Moonshot AI has developed two versions of Kimi k1.5 - one for detailed reasoning (long-CoT) and another for concise answers (short-CoT). According to the company's technical report, both versions match or exceed the performance of leading models like OpenAI's o1 and DeepSeek-R1. The long-CoT version walks through its thinking step by step, while the short-CoT version aims for brevity. In several benchmarks, it performs as well as or better than GPT-4o and Claude 3.5 Sonnet.
Unlike DeepSeek-R1, Kimi k1.5 can process both text and images, allowing it to draw conclusions across different types of input. The model scores particularly well on multimodal benchmarks like MathVista and MMMU. However, as with all AI models, real-world performance may differ from benchmark results.
As always, however, it remains to be seen how useful the model is in practice beyond benchmarks.
Kimi k1.5 relies on SFT and RL
The development process started with standard pre-training on a massive dataset of text and images to build basic language and visual understanding. The team then fine-tuned the model on a carefully selected smaller dataset (SFT). For tasks with clear right or wrong answers, like math problems, they used "rejection sampling" - generating multiple answers and keeping only the correct ones for training. They also created additional training data showing detailed step-by-step reasoning.
The final phase used reinforcement learning, but with a key difference from typical approaches. Instead of using value functions to evaluate intermediate steps, the team focused on the final outcome. They argue this gives the model more freedom to explore different paths to the correct answer. To keep responses efficient, they added a penalty for overly long answers.
This approach differs significantly from DeepSeek's R-1 and R-1-Zero models. While R-1 uses a simpler reinforcement learning process with rule-based feedback, R-1-Zero took an even more minimal approach, training exclusively with reinforcement learning and no additional data.

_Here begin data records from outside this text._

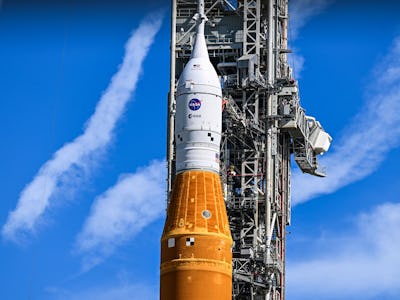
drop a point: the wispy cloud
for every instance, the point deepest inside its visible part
(300, 12)
(364, 143)
(76, 157)
(125, 291)
(362, 265)
(122, 211)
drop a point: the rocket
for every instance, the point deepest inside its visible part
(196, 256)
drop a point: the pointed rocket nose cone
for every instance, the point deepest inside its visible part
(200, 47)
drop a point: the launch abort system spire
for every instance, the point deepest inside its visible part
(263, 126)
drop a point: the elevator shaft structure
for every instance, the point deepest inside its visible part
(263, 126)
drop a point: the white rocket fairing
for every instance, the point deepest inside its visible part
(198, 109)
(196, 257)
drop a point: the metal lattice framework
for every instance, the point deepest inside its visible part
(263, 124)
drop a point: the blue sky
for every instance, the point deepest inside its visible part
(89, 227)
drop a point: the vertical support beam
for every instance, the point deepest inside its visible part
(171, 100)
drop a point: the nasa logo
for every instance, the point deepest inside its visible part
(194, 104)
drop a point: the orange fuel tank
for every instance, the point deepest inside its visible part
(196, 257)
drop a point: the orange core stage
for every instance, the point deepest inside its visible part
(196, 257)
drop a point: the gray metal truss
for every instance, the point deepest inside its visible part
(263, 125)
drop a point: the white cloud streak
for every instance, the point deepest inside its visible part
(76, 157)
(300, 12)
(125, 209)
(126, 291)
(374, 131)
(365, 262)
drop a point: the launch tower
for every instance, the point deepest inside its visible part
(263, 126)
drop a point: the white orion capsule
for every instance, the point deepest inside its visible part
(198, 111)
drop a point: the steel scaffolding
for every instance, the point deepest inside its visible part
(263, 126)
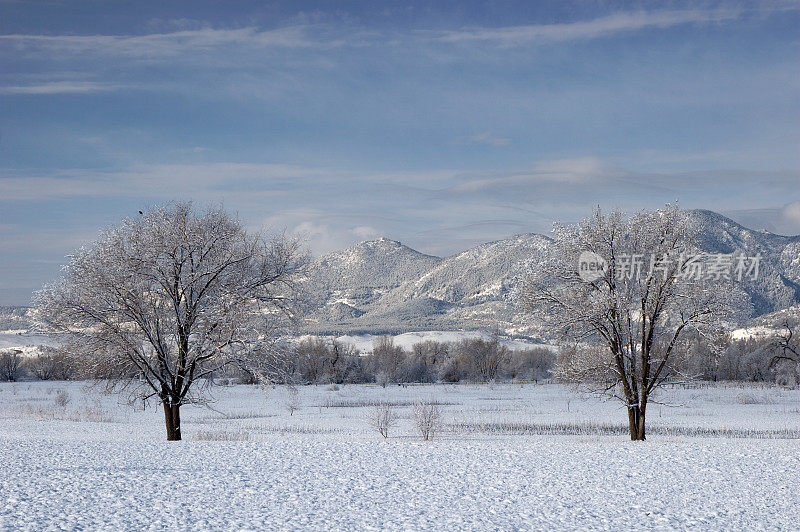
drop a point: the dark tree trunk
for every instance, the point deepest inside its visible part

Making reasoning more efficient
Since detailed reasoning (long-CoT) produces good results but requires more computing power, the team developed ways to transfer this knowledge to models that give shorter answers. They combined several techniques, including model fusion and "Shortest Rejection Sampling," which picks the most concise correct answer from multiple attempts.

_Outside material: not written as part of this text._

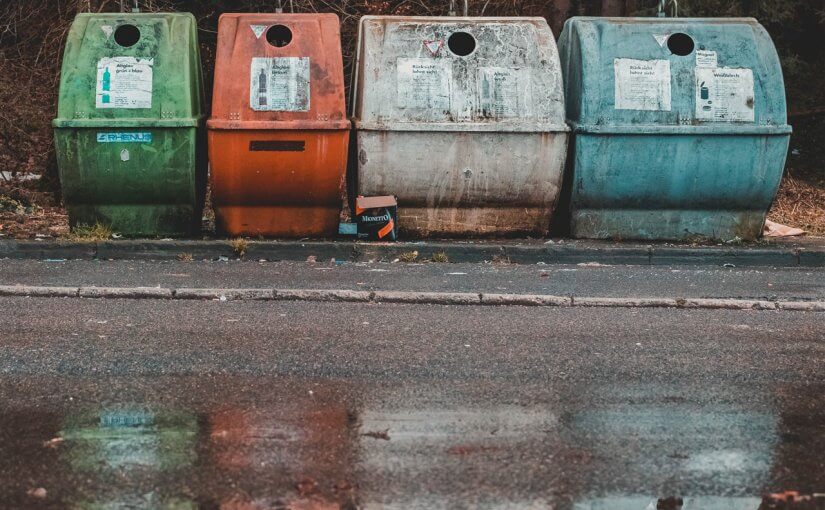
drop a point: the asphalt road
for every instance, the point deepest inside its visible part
(579, 280)
(209, 404)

The team also found that increasing the context length (up to 128k tokens) consistently improved performance by allowing for more complex reasoning. Their research also showed that effective reasoning models don't need complicated components like Monte-Carlo Tree Search - similar to what DeepSeek-R1's developers discovered.
Their success in transferring knowledge from longer to shorter models mirrors a broader industry trend. Anthropic probably used similar knowledge distillation techniques for its smaller yet powerful latest Claude 3.5 Sonnet.
Moonshot AI's rapid growth mirrors the model's ambitions. Founded in 2023, the company secured over $1 billion in funding led by Alibaba in February 2024, reaching a $2.5 billion valuation. By August, that value grew to $3.3 billion after additional investment from Tencent and Gaorong Capital. While Kimi k1.5 will power the company's ChatGPT competitor, Moonshot AI hasn't yet made the models publicly available.